New Idaho ski resort scrambles for opening
DONNELLY, Idaho – Earthmoving vehicles rumbled through Tamarack Resort’s parking lot just hours before the planned opening of the new Idaho ski resort and real-estate development today.
On Monday, workers were scrambling to complete a fine-dining restaurant, cafeteria and sports store – all in temporary domes.
Flooring was being laid and signs erected. Cable on the Discovery lift was still being spliced.
Tamarack officials were also biting their nails over a scant 6 inches of snow covering the base of West Mountain, where the resort is located about 90 miles north of Boise.
This down-to-the-wire flurry of activity at Tamarack underscores the colossal undertaking of transforming an Idaho mountainside within just a few years into a place that people from New York, New Jersey and California would pay thousands to fly to for a week of winter fun.

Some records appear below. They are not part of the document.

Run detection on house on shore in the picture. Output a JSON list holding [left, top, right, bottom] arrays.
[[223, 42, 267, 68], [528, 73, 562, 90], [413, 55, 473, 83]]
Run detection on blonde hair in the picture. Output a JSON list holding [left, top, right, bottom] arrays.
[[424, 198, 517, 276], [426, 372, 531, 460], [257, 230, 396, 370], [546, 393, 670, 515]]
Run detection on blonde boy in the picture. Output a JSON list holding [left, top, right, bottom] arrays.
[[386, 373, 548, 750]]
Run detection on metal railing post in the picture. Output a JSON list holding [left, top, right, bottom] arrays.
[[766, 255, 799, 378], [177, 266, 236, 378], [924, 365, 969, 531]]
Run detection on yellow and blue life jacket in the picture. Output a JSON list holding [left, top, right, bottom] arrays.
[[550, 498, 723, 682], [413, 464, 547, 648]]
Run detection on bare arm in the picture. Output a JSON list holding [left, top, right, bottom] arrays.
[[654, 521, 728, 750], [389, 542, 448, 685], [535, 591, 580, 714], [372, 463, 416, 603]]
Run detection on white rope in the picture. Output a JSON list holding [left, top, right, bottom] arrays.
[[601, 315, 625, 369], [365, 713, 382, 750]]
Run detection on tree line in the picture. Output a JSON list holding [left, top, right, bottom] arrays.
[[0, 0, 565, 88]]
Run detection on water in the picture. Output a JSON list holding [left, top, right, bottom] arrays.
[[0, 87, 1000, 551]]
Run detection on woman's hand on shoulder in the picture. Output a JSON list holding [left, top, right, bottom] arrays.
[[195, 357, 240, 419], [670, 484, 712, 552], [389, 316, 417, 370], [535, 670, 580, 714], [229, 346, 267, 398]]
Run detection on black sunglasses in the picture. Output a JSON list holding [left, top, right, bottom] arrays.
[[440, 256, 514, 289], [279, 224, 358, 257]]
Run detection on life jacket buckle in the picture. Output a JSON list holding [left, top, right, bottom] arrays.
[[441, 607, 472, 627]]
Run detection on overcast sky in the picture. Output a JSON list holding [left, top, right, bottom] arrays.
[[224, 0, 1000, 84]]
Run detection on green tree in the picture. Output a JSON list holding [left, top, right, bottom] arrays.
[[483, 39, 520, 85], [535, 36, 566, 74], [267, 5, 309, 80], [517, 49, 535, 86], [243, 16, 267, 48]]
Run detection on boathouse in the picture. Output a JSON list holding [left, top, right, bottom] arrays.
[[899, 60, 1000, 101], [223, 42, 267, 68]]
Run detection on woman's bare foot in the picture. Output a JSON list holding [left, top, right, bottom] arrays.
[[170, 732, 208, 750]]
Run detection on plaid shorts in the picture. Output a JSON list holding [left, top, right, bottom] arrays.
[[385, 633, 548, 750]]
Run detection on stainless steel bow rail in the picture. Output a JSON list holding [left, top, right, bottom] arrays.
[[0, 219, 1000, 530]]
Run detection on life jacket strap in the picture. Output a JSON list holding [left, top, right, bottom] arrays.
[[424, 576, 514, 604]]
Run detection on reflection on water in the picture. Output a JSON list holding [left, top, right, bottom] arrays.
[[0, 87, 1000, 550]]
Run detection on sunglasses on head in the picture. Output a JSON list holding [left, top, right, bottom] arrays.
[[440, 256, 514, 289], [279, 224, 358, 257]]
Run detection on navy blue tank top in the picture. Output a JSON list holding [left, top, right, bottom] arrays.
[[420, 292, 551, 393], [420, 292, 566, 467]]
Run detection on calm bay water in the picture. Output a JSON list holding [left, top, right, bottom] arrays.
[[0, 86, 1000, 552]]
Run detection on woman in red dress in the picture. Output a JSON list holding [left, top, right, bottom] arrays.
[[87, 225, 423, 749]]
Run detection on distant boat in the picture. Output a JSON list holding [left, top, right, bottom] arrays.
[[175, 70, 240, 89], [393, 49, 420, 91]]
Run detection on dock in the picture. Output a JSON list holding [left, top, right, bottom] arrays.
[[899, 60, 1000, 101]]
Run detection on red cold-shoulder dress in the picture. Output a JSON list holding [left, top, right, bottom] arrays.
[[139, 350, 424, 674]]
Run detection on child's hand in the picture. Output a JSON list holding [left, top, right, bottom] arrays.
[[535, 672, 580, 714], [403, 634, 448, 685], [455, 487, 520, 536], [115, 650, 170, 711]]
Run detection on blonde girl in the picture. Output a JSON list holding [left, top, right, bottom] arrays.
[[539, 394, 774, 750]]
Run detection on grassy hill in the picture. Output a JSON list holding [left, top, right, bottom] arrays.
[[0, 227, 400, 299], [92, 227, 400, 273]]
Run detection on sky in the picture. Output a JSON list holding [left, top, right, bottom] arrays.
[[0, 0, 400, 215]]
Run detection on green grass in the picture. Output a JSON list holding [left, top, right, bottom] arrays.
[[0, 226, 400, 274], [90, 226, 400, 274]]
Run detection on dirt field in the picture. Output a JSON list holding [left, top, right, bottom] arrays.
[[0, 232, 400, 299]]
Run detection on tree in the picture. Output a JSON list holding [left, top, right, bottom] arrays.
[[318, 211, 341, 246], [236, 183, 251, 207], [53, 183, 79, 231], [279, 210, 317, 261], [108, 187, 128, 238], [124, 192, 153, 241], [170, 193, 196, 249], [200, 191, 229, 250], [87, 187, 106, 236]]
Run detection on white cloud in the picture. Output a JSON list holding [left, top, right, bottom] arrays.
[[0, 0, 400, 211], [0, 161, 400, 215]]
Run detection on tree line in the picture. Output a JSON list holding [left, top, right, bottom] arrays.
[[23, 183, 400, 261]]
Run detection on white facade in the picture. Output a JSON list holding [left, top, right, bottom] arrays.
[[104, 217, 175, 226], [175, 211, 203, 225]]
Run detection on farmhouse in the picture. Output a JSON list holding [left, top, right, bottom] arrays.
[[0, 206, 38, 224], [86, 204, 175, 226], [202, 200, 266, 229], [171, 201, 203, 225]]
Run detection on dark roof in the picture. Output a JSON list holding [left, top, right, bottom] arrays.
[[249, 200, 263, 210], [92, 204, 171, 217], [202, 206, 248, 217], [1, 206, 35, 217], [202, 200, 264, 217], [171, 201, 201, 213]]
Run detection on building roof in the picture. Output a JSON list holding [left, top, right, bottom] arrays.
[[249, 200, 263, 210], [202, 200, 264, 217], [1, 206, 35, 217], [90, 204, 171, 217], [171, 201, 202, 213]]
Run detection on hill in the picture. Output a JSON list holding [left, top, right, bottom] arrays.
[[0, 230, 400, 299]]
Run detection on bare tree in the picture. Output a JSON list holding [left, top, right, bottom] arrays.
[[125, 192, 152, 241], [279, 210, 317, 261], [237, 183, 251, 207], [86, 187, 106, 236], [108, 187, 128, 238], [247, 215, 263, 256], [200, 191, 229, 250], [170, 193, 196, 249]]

“In a resort, you’re never quite done with everything,” says Jim Spenst, Tamarack’s head of operations and the surprisingly calm eye of its pre-opening hurricane, which included the sounds of hammering on half-completed chalets and hanging more than 50 80-pound lantern-style lights.
There have been few ski areas built in the U.S. in the last quarter century.
Utah’s Deer Valley was finished in 1981 and the Yellowstone Club, an expensive skiing country club in Montana, opened four years ago.
French real-estate investor Jean-Pierre Boespflug said in an interview that his group has pumped $200 million into Tamarack – a seventh of what he plans to spend here over the next 15 years.